Aux premières années de l’occupation, les cacos devinrent une force de résistance, quoique chassés de la capitale. Plus tard, Charlemagne Péralte (1885 – 1919) et ensuite Benoît Batraville (1877-1920) se mettront à leur tête. Péralte qui leur donnait bien des soucis dans le plateau Central et le Nord fut trahi par un de ses subalternes, Jean-Baptiste Conzé, qui indiquait aux occupants sa position. Il fut tué et son corps exposé le 1er novembre 1919. Quant à Benoît Batraville, lieutenant de Péralte, qui reprit le flambeau de la lutte, après la mort de Péralte, il fut lui aussi trahi, quelques mois plus tard. Arrêté par les soldats américains, il fut exécuté le 20 mai 1920.
Louis Borno, l’homme de confiance
En l’absence des chambres législatives, il revenait au Conseil d’État la charge d’élire le nouveau président d’Haiti. Cette élection eut lieu le 10 avril 1922 dans une atmosphère opaque et malgré les protestations de trois conseillers. Louis Borno, devint donc président pour un mandat de 4 ans selon l’article 72 de la Constitution de 1918.
Un avocat de profession, Borno avait été membre de plusieurs cabinets ministériels comme ministres des relations extérieures.

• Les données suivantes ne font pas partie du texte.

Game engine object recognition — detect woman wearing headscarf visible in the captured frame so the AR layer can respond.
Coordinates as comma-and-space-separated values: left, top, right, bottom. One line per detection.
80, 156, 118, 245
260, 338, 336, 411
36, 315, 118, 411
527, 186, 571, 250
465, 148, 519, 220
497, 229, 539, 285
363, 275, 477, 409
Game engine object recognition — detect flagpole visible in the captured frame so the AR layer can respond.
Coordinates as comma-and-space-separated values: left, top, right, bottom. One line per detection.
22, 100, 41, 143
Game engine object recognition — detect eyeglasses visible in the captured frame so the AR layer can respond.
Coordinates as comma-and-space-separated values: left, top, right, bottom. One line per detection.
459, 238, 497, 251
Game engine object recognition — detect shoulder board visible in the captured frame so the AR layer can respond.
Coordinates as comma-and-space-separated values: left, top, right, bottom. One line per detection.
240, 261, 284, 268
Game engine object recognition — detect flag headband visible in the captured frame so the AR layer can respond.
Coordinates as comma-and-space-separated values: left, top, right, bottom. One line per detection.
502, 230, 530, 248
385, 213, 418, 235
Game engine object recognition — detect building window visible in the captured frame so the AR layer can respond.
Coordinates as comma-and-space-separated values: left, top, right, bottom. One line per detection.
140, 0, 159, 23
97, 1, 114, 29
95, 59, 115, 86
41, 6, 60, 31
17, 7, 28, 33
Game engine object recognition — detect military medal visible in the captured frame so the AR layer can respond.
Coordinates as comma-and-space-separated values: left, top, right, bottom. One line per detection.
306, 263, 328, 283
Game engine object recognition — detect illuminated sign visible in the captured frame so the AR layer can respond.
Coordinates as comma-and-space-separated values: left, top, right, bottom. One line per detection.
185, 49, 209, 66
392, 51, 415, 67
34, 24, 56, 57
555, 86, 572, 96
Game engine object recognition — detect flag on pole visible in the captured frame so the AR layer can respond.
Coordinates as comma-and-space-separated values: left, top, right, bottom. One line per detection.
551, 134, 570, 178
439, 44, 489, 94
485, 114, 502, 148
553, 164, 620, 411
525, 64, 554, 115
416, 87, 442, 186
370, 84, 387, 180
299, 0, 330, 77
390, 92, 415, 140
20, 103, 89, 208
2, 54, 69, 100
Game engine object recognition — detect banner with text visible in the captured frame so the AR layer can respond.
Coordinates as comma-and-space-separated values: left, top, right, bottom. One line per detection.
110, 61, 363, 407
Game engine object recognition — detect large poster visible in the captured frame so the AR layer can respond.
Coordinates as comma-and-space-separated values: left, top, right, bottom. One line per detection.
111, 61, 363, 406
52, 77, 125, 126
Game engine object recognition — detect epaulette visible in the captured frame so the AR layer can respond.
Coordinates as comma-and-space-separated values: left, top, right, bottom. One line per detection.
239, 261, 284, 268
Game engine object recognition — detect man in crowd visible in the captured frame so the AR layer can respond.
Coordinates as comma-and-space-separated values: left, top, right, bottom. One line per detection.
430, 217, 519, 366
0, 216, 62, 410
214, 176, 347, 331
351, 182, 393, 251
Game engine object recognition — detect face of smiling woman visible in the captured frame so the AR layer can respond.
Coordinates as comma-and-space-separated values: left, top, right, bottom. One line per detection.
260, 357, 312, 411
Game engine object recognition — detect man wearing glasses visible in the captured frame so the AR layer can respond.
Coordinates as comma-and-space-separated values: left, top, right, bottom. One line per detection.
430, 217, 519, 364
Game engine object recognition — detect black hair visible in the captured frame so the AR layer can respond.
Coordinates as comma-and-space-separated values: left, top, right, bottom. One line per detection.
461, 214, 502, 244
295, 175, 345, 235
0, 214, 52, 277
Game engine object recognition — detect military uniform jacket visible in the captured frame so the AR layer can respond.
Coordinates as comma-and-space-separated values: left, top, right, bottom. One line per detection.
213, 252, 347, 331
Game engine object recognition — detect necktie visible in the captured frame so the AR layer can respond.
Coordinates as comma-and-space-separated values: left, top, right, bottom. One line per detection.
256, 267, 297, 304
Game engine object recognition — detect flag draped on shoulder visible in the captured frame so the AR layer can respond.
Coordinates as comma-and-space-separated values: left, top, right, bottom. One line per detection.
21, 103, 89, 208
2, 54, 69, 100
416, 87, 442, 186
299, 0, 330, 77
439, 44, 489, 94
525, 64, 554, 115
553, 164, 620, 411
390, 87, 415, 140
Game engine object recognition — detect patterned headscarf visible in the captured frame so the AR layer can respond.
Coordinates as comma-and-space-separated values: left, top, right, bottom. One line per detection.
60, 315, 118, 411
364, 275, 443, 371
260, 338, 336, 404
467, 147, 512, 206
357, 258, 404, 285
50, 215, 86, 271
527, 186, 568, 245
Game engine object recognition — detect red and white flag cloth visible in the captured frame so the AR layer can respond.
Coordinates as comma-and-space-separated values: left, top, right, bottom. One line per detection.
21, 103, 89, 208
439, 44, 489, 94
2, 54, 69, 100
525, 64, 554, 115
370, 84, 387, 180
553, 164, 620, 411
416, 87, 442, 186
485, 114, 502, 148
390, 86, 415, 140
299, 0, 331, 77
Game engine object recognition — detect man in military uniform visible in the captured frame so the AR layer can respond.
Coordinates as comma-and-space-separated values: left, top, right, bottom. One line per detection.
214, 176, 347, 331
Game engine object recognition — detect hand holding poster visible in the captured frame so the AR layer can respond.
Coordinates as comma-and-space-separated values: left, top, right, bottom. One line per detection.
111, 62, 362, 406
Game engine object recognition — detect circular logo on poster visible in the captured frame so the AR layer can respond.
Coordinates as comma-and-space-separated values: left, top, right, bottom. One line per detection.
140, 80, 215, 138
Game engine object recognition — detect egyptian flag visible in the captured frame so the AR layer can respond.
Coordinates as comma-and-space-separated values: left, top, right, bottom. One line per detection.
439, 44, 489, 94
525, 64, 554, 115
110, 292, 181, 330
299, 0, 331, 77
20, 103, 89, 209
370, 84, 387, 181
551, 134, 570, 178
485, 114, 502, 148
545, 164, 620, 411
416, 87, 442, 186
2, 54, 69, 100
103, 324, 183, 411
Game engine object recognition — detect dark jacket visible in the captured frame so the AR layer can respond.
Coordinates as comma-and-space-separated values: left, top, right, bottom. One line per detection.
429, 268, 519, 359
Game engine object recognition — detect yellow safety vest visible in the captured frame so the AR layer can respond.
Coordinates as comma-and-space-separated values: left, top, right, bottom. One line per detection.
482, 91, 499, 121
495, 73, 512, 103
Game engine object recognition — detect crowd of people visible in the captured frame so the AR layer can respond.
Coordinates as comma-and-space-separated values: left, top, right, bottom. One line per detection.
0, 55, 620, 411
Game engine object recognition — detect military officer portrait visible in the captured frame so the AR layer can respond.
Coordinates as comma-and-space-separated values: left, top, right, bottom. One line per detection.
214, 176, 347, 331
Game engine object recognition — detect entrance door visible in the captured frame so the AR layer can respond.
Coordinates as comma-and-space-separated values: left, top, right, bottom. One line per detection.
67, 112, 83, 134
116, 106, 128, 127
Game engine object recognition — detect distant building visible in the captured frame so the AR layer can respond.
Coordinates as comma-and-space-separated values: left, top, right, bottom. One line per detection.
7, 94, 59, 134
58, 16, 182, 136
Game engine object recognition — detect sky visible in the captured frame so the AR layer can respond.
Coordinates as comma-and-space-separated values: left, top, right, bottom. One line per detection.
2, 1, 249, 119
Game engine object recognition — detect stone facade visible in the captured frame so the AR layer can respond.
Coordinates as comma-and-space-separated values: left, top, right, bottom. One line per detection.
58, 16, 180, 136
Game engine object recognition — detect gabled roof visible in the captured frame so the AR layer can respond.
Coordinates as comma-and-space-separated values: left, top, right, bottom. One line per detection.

Son accession à la présidence sous la vigilance de l’occupant était possible grâce à sa promesse de collaboration étroite avec les occupants qui, après la défaite des cacos, utilisaient leur machine repressive contre les journalistes devenus des « cacos de la plume ».
Borno, durant sa présidence, essaya d’établir une paix de cimetières en Haiti. Il encouragea la répression contre la presse. Les journalistes jugés trop virulents étaient arrêtés ou soumis à de fortes amendes. Quand au peuple, il était encore timide et peureux pour se soulever en masse contre l’occupation. Il va falloir attendre l’automne de l’année 1929 pour voir les premières grandes manifestations publiques. Les voix des étudiants, des employés des douanes, des paysans firent écho un peu partout pour dénoncer l’occupation. Ce fut dans ce contexte qu’eut lieu le massacre de Marchaterre le 6 décembre 1929.

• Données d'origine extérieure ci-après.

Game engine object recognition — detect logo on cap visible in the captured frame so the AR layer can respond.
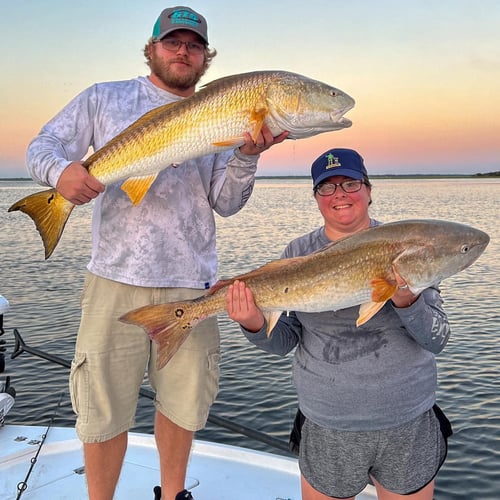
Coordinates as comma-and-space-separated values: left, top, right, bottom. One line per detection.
325, 153, 342, 170
169, 10, 201, 27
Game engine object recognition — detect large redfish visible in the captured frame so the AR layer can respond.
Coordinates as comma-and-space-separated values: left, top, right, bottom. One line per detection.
9, 71, 354, 259
120, 220, 490, 368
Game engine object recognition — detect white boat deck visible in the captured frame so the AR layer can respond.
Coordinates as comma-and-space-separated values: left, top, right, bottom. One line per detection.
0, 425, 376, 500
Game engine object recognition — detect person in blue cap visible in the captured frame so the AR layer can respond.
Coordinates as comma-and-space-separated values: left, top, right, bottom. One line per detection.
27, 6, 286, 500
227, 148, 451, 500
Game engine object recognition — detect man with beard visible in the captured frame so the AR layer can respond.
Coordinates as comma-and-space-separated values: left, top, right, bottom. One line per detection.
27, 7, 287, 500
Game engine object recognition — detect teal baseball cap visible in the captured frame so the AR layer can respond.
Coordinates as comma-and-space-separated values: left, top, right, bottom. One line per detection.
311, 148, 368, 188
152, 6, 208, 45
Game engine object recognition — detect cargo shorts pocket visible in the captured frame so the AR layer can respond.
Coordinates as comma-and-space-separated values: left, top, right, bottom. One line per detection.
69, 353, 89, 423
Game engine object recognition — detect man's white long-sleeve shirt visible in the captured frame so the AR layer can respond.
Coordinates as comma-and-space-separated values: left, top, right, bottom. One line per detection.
27, 77, 258, 288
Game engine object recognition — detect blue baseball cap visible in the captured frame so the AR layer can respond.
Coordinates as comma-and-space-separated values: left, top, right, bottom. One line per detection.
311, 148, 368, 189
152, 6, 208, 44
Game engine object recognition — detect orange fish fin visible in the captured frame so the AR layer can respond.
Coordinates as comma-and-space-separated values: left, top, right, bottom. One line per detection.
212, 136, 245, 148
119, 301, 198, 370
250, 108, 268, 142
207, 278, 236, 295
121, 173, 158, 205
230, 257, 304, 282
370, 278, 398, 302
263, 311, 281, 337
356, 300, 386, 326
8, 189, 75, 259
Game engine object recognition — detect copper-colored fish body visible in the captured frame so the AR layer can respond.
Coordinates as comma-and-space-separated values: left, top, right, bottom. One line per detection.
120, 220, 489, 367
9, 71, 354, 259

Entretemps, Borno, dont le premier mandat arrivait à sa fin (1), avait, été réélu le 12 avril 1926 et continuait, durant son second mandat, à jouer le rôle qu’attendait l’occupant de lui. On lui avait même permis de se parader aux Etats-Unis où il rencontra le président Calvin Coolidge et où il fut reçu par le congrès de ce pays. À la fin de son second mandat il décida de ne pas en chercher un troisième. La constitution de 1918 l’interdisait:
« Le Président est immédiatement rééligible. Un Président qui a été réélu ne peut l’être pour un troisième mandat jusqu’à ce qu’un délai de quatre ans ne soit écoulé. » (art. 72, §3)
La décision n’ébranla nullement les protestataires. Les abus des marines avaient attiré l’attention de l’opinion internationale et du président Hoover qui décida alors de créer une commission de revision de la situation d’Haiti. Après avoir recueilli les témoignages de plusieurs membres notables de l’opposition, du pr’sident et même de certains prélats de l’Eglise catholique, lors d’un séjour en Haiti, la commission rédigea son rapport et le remit au président américain le 26 mars 1930. Deux jours plus tard, ce dernier l’approuva.

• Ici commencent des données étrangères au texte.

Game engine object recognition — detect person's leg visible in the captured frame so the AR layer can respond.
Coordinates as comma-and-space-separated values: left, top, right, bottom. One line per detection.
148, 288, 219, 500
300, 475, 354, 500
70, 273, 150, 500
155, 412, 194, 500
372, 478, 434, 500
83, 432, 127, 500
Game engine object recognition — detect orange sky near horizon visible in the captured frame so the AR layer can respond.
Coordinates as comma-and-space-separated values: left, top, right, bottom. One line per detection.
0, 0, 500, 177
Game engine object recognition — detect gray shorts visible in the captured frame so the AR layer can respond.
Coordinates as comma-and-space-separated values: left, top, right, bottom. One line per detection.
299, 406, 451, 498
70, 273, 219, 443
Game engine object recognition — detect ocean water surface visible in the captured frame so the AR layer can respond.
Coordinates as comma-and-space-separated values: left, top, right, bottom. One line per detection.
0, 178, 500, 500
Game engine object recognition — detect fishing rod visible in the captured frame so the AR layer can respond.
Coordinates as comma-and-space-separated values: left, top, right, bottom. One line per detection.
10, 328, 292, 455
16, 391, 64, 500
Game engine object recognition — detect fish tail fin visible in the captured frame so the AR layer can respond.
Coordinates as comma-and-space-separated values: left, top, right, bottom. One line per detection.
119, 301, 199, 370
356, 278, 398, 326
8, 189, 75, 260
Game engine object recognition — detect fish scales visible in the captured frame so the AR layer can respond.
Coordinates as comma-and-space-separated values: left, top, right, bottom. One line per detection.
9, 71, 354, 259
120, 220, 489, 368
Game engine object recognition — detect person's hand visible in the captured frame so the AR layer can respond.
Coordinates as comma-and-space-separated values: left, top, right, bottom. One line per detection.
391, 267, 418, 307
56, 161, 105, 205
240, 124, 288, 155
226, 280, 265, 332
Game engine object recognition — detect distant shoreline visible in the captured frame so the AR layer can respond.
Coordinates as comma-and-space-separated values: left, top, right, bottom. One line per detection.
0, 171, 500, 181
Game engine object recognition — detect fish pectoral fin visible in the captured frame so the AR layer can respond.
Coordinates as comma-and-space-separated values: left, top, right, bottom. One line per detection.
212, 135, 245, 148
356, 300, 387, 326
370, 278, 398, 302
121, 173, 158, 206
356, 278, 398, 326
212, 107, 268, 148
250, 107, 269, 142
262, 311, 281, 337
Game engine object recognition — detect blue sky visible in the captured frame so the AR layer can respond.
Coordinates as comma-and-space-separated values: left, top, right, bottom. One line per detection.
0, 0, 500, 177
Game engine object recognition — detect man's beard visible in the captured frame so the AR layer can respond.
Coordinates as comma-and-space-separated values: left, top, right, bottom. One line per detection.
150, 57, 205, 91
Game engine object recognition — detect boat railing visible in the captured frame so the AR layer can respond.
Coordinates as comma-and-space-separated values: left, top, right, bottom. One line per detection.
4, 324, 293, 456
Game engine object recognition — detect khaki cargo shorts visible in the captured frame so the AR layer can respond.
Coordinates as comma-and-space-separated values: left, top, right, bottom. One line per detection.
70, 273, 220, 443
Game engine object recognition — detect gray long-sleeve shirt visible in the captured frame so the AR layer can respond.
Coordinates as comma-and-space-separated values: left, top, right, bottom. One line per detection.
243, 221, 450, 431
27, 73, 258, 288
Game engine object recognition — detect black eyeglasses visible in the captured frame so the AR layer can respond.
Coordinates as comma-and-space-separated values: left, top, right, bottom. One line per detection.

Dans ce rapport, elle recommenda, entre autres, une transition politique entre Borno et un président élu par les chambres législatives préalablement constituées (Borno contemplait l’idée de reporter les élections législatives), la mise en place des mesures devant conduire à la remise des services mis en place par l’occupant aux Haitiens. La commission lança cependant un avertissement contre une possible résurgence d’une oligarchie dont les démarches claniques exposeraient tout future gouvernement à des harassements politiques et la société à des troubles.
Suivant ces recommendations, le Conseil d’État remanié(2), dans une ultime action, fit d’Eugène Roy le successeur de Borno à titre provisoire(3). Roy avait été auparavant choisi par un conseil fédératif de 24 membres le 30 mars(4).
La fin de l’occupation
Immédiatement après la prestation de serment du nouveau président provisoire, un vent de changement commença à souffler sur le pays. D’abord des changements au sein du haut commissariat avec le départ du général John Russell, Haut Commissaire en Haiti depuis 1922 qui non seulement avait autorité sur les fonctionnaires civils et les militaires américains, mais aussi et surtout contrôlait les actions du gouvernement haitien. Il fut remplacé par un civil devenu ambassadeur plénipotentiaire qui, suivant le protocole diplomatique, présenta ses lettres de créances au président.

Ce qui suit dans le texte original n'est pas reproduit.